Farklı bir sektörden start-up yolculuğuna geçiş yapmış biri olarak Türkiye start-up iklimi ile, inceleme şansınız oldu ise yurtdışı start-up iklimini karşılaştırmanızı istesek; Türkiye artı+ tarafta olur mu? Bahseder misiniz?

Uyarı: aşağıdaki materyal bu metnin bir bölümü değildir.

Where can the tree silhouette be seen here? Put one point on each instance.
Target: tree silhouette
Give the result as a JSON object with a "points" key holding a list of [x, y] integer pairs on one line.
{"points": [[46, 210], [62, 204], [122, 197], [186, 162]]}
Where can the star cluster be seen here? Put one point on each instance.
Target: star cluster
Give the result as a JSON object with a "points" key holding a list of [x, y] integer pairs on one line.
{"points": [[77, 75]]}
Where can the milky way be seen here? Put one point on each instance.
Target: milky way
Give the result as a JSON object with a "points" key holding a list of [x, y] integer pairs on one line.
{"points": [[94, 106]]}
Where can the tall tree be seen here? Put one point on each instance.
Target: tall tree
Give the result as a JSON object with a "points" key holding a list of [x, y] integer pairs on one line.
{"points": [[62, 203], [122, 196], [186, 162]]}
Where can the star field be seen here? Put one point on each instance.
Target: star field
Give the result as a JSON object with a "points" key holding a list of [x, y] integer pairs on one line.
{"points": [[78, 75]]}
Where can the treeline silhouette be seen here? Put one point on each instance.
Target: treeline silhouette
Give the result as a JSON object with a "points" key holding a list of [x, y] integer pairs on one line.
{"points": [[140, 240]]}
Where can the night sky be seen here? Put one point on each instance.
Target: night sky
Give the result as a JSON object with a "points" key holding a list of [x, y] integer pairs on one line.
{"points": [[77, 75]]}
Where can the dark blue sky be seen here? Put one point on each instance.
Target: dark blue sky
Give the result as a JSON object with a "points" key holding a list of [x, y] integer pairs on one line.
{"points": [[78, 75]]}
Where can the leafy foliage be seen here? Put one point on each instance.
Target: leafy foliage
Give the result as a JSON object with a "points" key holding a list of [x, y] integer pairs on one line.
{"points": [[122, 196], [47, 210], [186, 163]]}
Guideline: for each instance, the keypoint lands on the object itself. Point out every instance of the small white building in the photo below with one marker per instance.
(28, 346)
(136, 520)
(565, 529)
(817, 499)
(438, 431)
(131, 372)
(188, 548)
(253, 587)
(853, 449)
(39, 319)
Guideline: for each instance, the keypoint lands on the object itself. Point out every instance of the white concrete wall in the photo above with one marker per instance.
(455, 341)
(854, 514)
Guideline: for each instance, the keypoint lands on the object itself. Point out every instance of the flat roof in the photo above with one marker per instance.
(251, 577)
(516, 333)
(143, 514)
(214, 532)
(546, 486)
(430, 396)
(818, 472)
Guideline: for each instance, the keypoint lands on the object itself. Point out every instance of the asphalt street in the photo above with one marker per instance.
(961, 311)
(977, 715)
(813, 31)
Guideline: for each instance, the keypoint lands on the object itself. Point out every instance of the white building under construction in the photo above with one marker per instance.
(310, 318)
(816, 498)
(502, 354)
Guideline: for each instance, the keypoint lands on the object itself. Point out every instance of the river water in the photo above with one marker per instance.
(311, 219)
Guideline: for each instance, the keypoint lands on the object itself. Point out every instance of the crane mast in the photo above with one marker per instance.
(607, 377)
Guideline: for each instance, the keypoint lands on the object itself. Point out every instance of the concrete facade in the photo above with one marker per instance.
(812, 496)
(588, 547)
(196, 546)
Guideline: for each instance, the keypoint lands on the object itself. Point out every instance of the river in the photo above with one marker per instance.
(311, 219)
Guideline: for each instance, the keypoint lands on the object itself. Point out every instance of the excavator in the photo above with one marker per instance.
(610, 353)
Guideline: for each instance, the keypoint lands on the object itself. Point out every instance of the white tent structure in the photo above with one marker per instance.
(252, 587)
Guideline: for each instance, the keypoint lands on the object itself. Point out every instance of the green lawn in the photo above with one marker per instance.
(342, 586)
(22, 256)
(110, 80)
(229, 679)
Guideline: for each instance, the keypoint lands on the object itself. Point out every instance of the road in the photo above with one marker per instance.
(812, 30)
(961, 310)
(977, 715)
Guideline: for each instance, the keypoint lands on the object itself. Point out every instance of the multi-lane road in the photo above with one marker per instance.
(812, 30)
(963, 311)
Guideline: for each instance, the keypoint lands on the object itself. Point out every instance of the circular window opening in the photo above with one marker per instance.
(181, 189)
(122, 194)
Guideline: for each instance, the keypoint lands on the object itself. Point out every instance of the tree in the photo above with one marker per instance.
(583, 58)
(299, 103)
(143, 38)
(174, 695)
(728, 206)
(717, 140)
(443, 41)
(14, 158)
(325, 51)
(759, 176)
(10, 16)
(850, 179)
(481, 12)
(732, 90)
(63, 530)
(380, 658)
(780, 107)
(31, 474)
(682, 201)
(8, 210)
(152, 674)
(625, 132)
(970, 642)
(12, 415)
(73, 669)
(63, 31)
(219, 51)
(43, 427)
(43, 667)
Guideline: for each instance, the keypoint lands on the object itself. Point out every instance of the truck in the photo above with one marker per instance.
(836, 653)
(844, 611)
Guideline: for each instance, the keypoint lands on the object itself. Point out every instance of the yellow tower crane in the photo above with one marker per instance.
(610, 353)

Türkiye, özellikle yatırımcıya ulaşmak için zorlu bir pazar. Her yıl yüzlerce start up kuruluyor, ancak çok azı yatırımcı bulmayı başarabiliyor. Özellikle son birkaç yılda start up’lara milyonlarca dolarlık yatırım yapılmış olmasına rağmen bunu nüfusa oranladığımızda, kişi başı yatırım miktarı çok düşük kalıyor. Bunun yanında artan bir gelişme trendi de var. Ekosistemin her alanında ciddi bir hareketlilik söz konusu. Sayıları sürekli artan melek yatırımcılar yeni fikirlere yatırım yaparak, bu fikirlerin ticarileşmesini destekliyor. Yatırım fonları ya da risk sermayesi şirketlerinde sürekli artış gözleniyor. Kurumsal şirketlerin de birbiri ardına kendi fonlarını kuruyorlar. Yeni girişim ve start-up sayısında da gözle görülür bir artış var.

Yatırımcılarımızın büyük çoğunluğu yatırım konusunu farklı algılıyor. Ayda 2-3 bin TL kira geliri alırım diye halen bir çoğumuz daire alıyoruz, betona para yatırıyoruz ve bunun geri dönüşümünü 25 yılların üzerinde bekliyoruz. Start up kuran girişimciler de yatırım alabilmeyi gerçek başarı görüyor. Asıl mücadele yatırım geldikten sonra başlıyor. Yatırım alıp, başarı sayısı artan start up sayıları, zaman içinde ülkemizde de yatırımcıları daha fazla çekecektir.

Genç nüfusu olan bir ülkeyiz. Dün genç dediklerimiz bugün iş hayatındaki çalışanların %20’sini geçti. Nasıl Genç Beysadlılar sizler için yeni eko sistem yaratıyorsa, kısa sürede bu konuda da önemli gelişmeler olacaktır.